CHICAGO (Reuters) - British American Tobacco Plc (BATS.L), the world’s second-largest publicly traded tobacco company, said on Thursday first-half profit rose 16 percent, underscoring strength in emerging markets, despite higher fuel prices.
At the same time, Altria Group Inc (MO.N) -- which sells the dominant Marlboro brand but only operates in the United States -- saw a faster decline in the number of cigarettes it sells, raising concerns about how well cash-strapped U.S. consumers are taking to cigarette price increases.
“Price increases accelerated the volume decline seen in the first quarter,” Gregg Warren, an analyst at Morningstar said of Altria.
A day earlier, Altria rival Reynolds American Inc RAI.N said its volume decline slowed in the second quarter from the first, easing concerns over how much price increases would hurt the U.S. market.
British American, meanwhile, does not operate in the U.S. market -- although it owns part of Reynolds -- and has benefited from strength in other countries, including emerging markets such as Russia.
“The company says it has scoured the world to see if the slowing economies in the developed world or higher commodity and fuel prices are having any impact,” said analyst Adam Spielman at Citi. “The fact there is no significant impact should reassure investors.”
The London-based group that makes Kent, Dunhill and Lucky Strike cigarettes, reported adjusted diluted earnings per share of 62.02 pence ($1.23) in the first six months of 2008. That was ahead of forecasts from analysts polled by Reuters that ranged from 60.1 pence to 61.1 pence.
BAT said on Thursday its cigarette volumes rose 1 percent in the first half, compared with its 1 percent to 1.5 percent annual growth target, but its top four brands were up 20 percent.
Altria shares were down 5.6 percent at $20.50 on Thursday on the New York Stock Exchange, while BAT was down 2 percent on the London Stock Exchange.
BAT, like other cigarette groups, has seen some western European markets decline, with smoking bans taking effect in public places and high excise taxes. But it has seen strong growth in emerging markets such as eastern Europe and Asia.
Altria, which spun off Philip Morris International Inc (PM.N) in March, does not have emerging markets to fall back on as it faces declining U.S. cigarette consumption, more local government smoking bans and higher cigarette taxes.

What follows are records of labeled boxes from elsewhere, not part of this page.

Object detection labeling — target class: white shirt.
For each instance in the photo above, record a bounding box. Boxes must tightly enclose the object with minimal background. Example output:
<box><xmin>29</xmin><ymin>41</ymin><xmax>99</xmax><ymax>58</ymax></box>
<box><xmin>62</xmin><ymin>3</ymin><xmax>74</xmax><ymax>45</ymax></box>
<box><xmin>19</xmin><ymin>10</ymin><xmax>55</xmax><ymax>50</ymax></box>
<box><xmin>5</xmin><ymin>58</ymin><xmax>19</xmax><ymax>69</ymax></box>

The company, which is counting on cost cutting and expansion into other tobacco businesses to help boost profits, said profit from continuing operations was 45 cents a share in the second quarter, compared with 34 cents a share a year earlier.
Excluding special items, earnings were 46 cents a share, compared with the 45 cent average analyst estimate compiled by Reuters Estimates.
But the company shipped 43.6 billion cigarettes in the quarter, down 4.5 percent from a year earlier and a steeper decline than some analysts expected. Shipment volume fell only 1.2 percent in the first quarter.
Revenue, excluding excise taxes, was $4.18 billion, compared with the average analyst estimate of $4.03 billion.
Separately, the largest publicly traded tobacco company, Philip Morris International Inc (PM.N) agreed on Thursday to buy Canada’s Rothmans Inc ROC.TO for about C$2 billion, which would give it full control of Canada’s second-largest tobacco company.
Rothmans owns 60 percent of Rothmans Benson & Hedges Inc, while Philip Morris owns the other 40 percent. Morningstar’s Warren said the deal will let Philip Morris control the cash flow from RBH, which it would likely invest in emerging markets.